FIG. 6B is a computer-generated simulation of the particles, as shown in FIG. 6A, further depicting the particles aggregating into particularly arc-shaped bands when subjected to a plane wave ultrasound having a frequency at around 300 kHz, according to one embodiment of the present disclosure;

FIG. 7A is a computer-generated simulation of particles disposed in a fluid, further depicting the particles dispersed throughout the fluid, according to one embodiment of the present disclosure;

FIG. 7B is a computer-generated simulation of particles, as shown in FIG. 7A, further depicting the particles aggregating into clusters when subjected to a plane wave ultrasound having a frequency at around 105 kHz, according to one embodiment of the present disclosure;

FIG. 8A is a top-plan view of a schematic diagram of particles disposed throughout the fluid in a spinal canal, further depicting a first ultrasound device being disposed in a first position along a first axis and applying a first ultrasound wave to aggregate the particles, according to one embodiment of the present disclosure;

FIG. 8B is a top-plan view of the schematic diagram of particles, as shown in FIG. 8A, further depicting the first ultrasound device being disposed in a second position along a second axis and applying a first ultrasound wave to continue to aggregate the particles, according to one embodiment of the present disclosure;

FIG. 8C is a top-plan view of a schematic diagram of particles, as shown in FIGS. 8A-8B, further depicting the first ultrasound device being disposed in a third position along a third axis and applying a first ultrasound wave to continue to aggregate the particles, according to one embodiment of the present disclosure;

FIG. 9 is a top-plan view of a schematic diagram of particles being aggregated into a cluster based on utilizing a plurality of first ultrasound devices disposed on a first position, a second position, and a third position, further depicting each of the plurality of first ultrasound devices being simultaneously engaged while substantially equally positioned along a circumference of the area being examined, according to one embodiment of the present disclosure;

FIG. 10 is a schematic view of an idealized spherical particle in a pressure gradient along an x-dimension, further depicting the pressure pushes perpendicular to the surface of the spherical particle at all levels, according to one embodiment of the present disclosure;

FIG. 11 is a schematic diagram of the multiwavelength ultrasound system, further depicting the system having a communication interface, an input interface, a user interface, and a system circuitry, wherein the system circuitry may include a processor and a memory, according to one embodiment of the present disclosure; and

FIG. 12 is a flowchart depicting a method for using the multiwavelength ultrasound system, according to one embodiment of the present disclosure.

DETAILED DESCRIPTION

The following description of technology is merely exemplary in nature of the subject matter, manufacture, and use of one or more inventions, and is not intended to limit the scope, application, or uses of any specific invention claimed in this application or in such other applications as may be filed claiming priority to this application, or patents issuing therefrom. Regarding methods disclosed, the order of the steps presented is exemplary in nature, and thus, the order of the steps can be different in various embodiments, including where certain steps can be simultaneously performed. “A” and “an” as used herein indicate “at least one” of the item is present; a plurality of such items may be present, when possible. Except where otherwise expressly indicated, all numerical quantities in this description are to be understood as modified by the word “about” and all geometric and spatial descriptors are to be understood as modified by the word “substantially” in describing the broadest scope of the technology. “About” when applied to numerical values indicates that the calculation or the measurement allows some slight imprecision in the value (with some approach to exactness in the value; approximately or reasonably close to the value; nearly). If, for some reason, the imprecision provided by “about” and/or “substantially” is not otherwise understood in the art with this ordinary meaning, then “about” and/or “substantially” as used herein indicates at least variations that may arise from ordinary methods of measuring or using such parameters.

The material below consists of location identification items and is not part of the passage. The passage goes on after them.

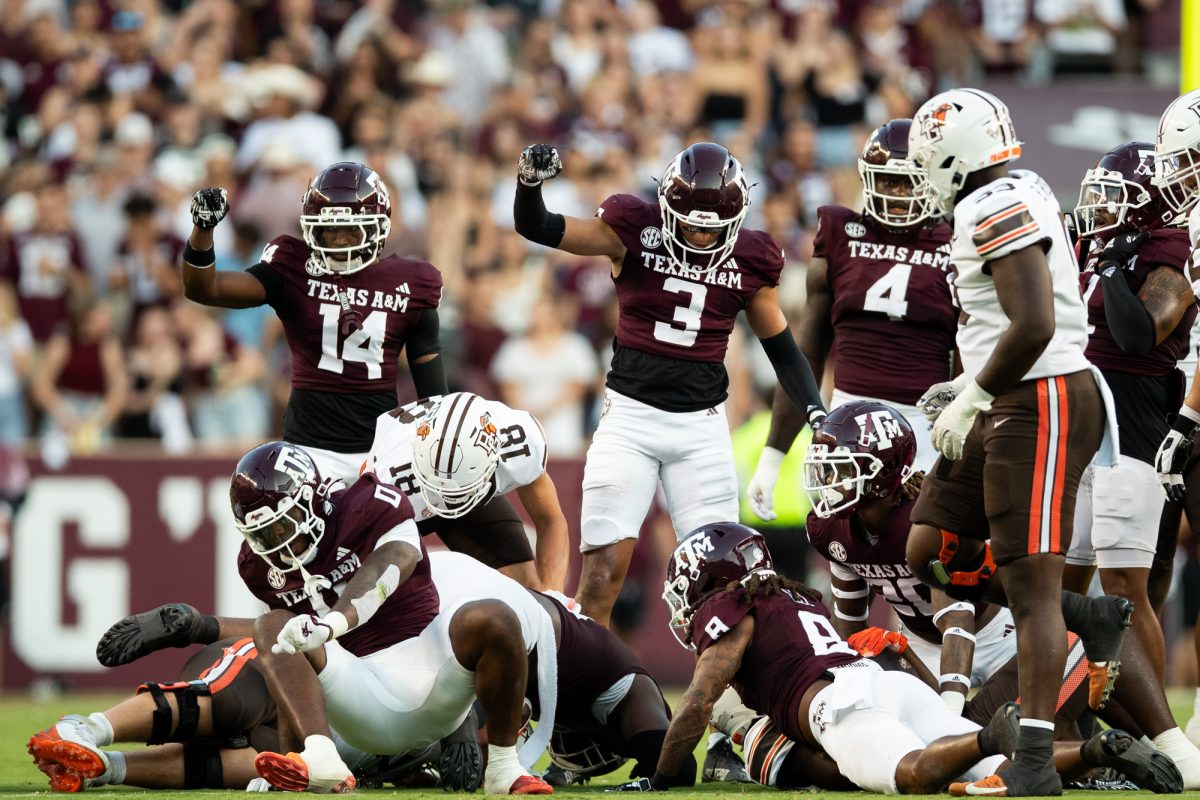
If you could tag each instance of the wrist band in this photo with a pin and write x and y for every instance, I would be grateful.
(201, 259)
(954, 607)
(960, 632)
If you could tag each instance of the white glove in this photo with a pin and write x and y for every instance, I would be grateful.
(939, 396)
(955, 420)
(761, 492)
(309, 632)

Although the open-ended term “comprising,” as a synonym of non-restrictive terms such as including, containing, or having, is used herein to describe and claim embodiments of the present technology, embodiments may alternatively be described using more limiting terms such as “consisting of” or “consisting essentially of.” Thus, for any given embodiment reciting materials, components, or process steps, the present technology also specifically includes embodiments consisting of, or consisting essentially of, such materials, components, or process steps excluding additional materials, components or processes (for consisting of) and excluding additional materials, components or processes affecting the significant properties of the embodiment (for consisting essentially of), even though such additional materials, components or processes are not explicitly recited in this application. For example, recitation of a composition or process reciting elements A, B and C specifically envisions embodiments consisting of, and consisting essentially of, A, B and C, excluding an element D that may be recited in the art, even though element D is not explicitly described as being excluded herein.

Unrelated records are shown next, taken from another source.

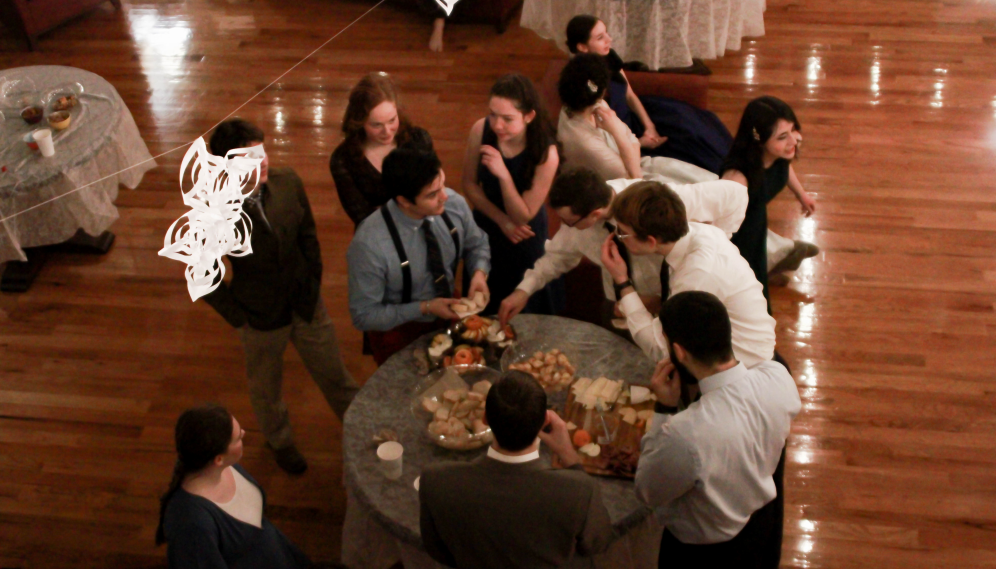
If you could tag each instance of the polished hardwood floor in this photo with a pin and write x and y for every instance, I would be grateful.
(891, 330)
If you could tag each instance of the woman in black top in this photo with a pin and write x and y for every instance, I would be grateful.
(761, 159)
(374, 125)
(509, 167)
(212, 515)
(665, 127)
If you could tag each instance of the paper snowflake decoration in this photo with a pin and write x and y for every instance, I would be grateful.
(216, 225)
(447, 5)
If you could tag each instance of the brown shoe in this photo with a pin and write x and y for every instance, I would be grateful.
(800, 252)
(289, 459)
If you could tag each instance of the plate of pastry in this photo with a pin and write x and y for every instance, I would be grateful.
(552, 366)
(451, 402)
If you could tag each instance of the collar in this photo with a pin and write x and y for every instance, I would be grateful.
(722, 379)
(680, 249)
(401, 218)
(492, 453)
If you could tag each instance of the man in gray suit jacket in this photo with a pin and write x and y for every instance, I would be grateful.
(508, 508)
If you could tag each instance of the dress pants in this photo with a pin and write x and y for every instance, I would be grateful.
(757, 546)
(316, 342)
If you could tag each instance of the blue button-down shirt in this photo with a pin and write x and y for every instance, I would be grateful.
(375, 278)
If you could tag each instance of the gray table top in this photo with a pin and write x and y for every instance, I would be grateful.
(385, 402)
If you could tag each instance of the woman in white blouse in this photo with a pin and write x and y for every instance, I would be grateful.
(593, 136)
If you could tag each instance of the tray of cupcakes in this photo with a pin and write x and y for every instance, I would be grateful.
(473, 340)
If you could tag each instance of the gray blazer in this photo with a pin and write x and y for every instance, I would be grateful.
(490, 514)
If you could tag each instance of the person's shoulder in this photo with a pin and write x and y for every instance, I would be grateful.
(187, 512)
(371, 230)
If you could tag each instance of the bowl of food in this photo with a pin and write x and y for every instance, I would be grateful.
(32, 115)
(59, 120)
(451, 402)
(552, 366)
(64, 102)
(446, 350)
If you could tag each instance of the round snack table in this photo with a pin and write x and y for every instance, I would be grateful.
(382, 515)
(101, 145)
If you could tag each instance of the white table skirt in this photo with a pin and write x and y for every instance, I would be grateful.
(84, 153)
(660, 33)
(367, 545)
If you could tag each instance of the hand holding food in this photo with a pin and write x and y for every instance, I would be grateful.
(469, 306)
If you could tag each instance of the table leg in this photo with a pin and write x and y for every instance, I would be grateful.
(18, 275)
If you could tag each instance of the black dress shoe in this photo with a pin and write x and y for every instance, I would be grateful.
(289, 459)
(800, 252)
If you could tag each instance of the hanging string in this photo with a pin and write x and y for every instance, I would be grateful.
(182, 146)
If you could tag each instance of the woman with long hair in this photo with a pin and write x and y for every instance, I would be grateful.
(212, 514)
(664, 126)
(374, 124)
(594, 136)
(766, 143)
(511, 160)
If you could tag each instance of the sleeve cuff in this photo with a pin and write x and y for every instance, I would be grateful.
(631, 303)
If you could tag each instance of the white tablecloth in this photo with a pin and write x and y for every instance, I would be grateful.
(660, 33)
(101, 141)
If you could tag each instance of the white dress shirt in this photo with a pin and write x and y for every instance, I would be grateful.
(704, 259)
(520, 459)
(708, 468)
(721, 203)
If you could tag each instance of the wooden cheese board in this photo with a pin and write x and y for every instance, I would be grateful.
(619, 457)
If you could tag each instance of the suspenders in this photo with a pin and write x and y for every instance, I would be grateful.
(399, 246)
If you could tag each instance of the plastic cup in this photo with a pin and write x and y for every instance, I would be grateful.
(389, 454)
(44, 139)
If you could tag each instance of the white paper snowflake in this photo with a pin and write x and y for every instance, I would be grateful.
(212, 228)
(447, 5)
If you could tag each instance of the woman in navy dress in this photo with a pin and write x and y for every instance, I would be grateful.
(767, 142)
(511, 161)
(665, 127)
(212, 515)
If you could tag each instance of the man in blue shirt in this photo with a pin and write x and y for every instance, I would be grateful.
(402, 261)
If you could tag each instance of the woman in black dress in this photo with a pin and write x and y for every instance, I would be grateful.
(212, 515)
(767, 142)
(510, 164)
(665, 127)
(374, 125)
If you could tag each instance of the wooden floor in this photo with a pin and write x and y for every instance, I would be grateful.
(890, 331)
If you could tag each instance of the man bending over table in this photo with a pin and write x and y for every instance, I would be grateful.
(651, 220)
(508, 508)
(403, 259)
(713, 472)
(582, 199)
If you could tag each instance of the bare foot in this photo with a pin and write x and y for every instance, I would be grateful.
(436, 40)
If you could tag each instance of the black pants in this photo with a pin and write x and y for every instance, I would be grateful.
(757, 546)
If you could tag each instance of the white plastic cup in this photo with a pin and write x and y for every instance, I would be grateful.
(44, 139)
(389, 454)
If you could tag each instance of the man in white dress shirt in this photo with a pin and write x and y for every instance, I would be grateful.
(713, 472)
(582, 199)
(653, 221)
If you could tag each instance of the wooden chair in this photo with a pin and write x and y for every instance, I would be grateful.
(584, 284)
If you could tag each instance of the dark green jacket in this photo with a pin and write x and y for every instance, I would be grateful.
(283, 274)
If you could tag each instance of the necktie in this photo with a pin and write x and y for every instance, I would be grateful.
(436, 266)
(623, 251)
(665, 281)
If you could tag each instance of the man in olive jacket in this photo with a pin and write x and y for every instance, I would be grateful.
(274, 298)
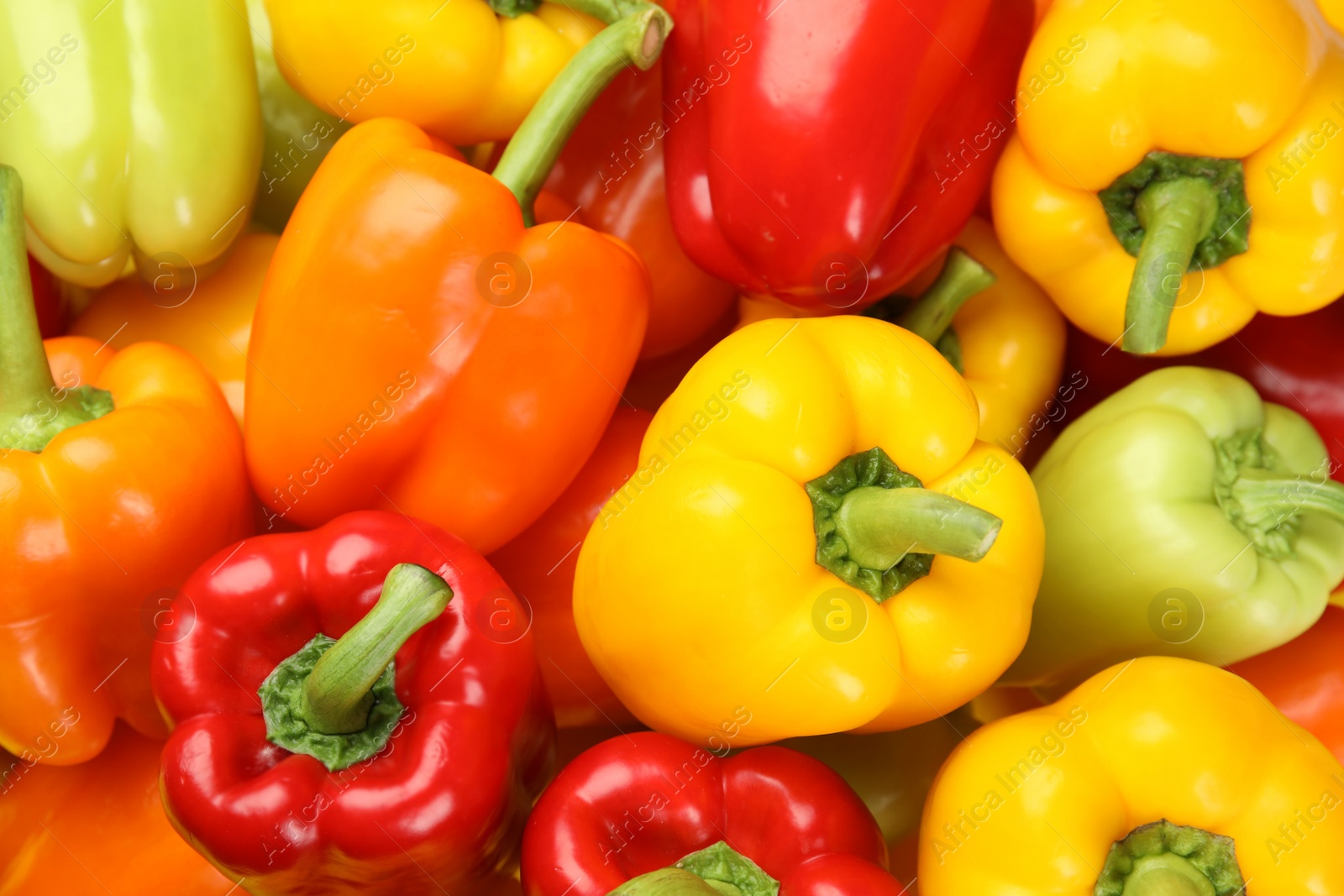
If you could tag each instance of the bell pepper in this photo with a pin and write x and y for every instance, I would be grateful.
(616, 176)
(823, 157)
(781, 535)
(121, 472)
(212, 320)
(464, 371)
(1000, 331)
(894, 792)
(647, 815)
(156, 161)
(1184, 516)
(1294, 362)
(407, 752)
(1159, 777)
(1164, 191)
(94, 829)
(1305, 680)
(467, 71)
(539, 566)
(297, 134)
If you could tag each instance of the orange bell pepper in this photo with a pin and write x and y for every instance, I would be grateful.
(420, 348)
(212, 318)
(118, 474)
(96, 829)
(539, 566)
(612, 168)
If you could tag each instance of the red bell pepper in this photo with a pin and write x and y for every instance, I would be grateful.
(1305, 679)
(612, 167)
(1294, 362)
(647, 815)
(827, 152)
(356, 775)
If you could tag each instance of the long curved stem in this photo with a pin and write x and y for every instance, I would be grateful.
(1176, 217)
(633, 39)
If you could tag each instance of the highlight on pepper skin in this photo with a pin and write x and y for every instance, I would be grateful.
(660, 448)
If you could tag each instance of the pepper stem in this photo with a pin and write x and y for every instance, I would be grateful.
(932, 313)
(1277, 497)
(718, 869)
(635, 38)
(33, 409)
(338, 694)
(882, 526)
(1167, 875)
(1176, 217)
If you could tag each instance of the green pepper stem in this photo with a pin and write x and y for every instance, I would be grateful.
(882, 526)
(1167, 875)
(633, 39)
(1176, 217)
(338, 694)
(1280, 497)
(669, 882)
(932, 313)
(24, 374)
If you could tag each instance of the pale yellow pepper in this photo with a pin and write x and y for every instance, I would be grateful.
(457, 69)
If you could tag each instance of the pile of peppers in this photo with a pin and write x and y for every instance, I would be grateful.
(612, 448)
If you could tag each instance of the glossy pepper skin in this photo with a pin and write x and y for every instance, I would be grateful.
(158, 161)
(96, 828)
(539, 566)
(210, 318)
(448, 794)
(716, 532)
(827, 157)
(1305, 679)
(460, 71)
(109, 515)
(1032, 804)
(373, 322)
(1011, 338)
(613, 170)
(297, 134)
(1184, 516)
(1294, 362)
(642, 802)
(893, 770)
(1101, 93)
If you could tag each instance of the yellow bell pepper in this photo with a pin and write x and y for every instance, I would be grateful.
(1010, 338)
(1176, 167)
(773, 557)
(1159, 777)
(467, 71)
(212, 320)
(136, 128)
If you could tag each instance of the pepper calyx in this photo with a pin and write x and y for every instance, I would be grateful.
(878, 527)
(1173, 212)
(714, 871)
(1163, 859)
(281, 699)
(514, 8)
(1265, 500)
(336, 700)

As referred to herein, disclosures of ranges are, unless specified otherwise, inclusive of endpoints and include all distinct values and further divided ranges within the entire range. Thus, for example, a range of “from A to B” or “from about A to about B” is inclusive of A and of B. Disclosure of values and ranges of values for specific parameters (such as amounts, weight percentages, etc.) are not exclusive of other values and ranges of values useful herein. It is envisioned that two or more specific exemplified values for a given parameter may define endpoints for a range of values that may be claimed for the parameter. For example, if Parameter X is exemplified herein to have value A and also exemplified to have value Z, it is envisioned that Parameter X may have a range of values from about A to about Z. Similarly, it is envisioned that disclosure of two or more ranges of values for a parameter (whether such ranges are nested, overlapping, or distinct) subsume all possible combination of ranges for the value that might be claimed using endpoints of the disclosed ranges. For example, if Parameter X is exemplified herein to have values in the range of 1-10, or 2-9, or 3-8, it is also envisioned that Parameter X may have other ranges of values including 1-9, 1-8, 1-3, 1-2, 2-10, 2-8, 2-3, 3-10, 3-9, and so on.

When an element or layer is referred to as being “on,” “engaged to,” “connected to,” or “coupled to” another element or layer, it may be directly on, engaged, connected, or coupled to the other element or layer, or intervening elements or layers may be present. In contrast, when an element is referred to as being “directly on,” “directly engaged to,” “directly connected to” or “directly coupled to” another element or layer, there may be no intervening elements or layers present. Other words used to describe the relationship between elements should be interpreted in a like fashion (e.g., “between” versus “directly between,” “adjacent” versus “directly adjacent,” etc.). As used herein, the term “and/or” includes any and all combinations of one or more of the associated listed items.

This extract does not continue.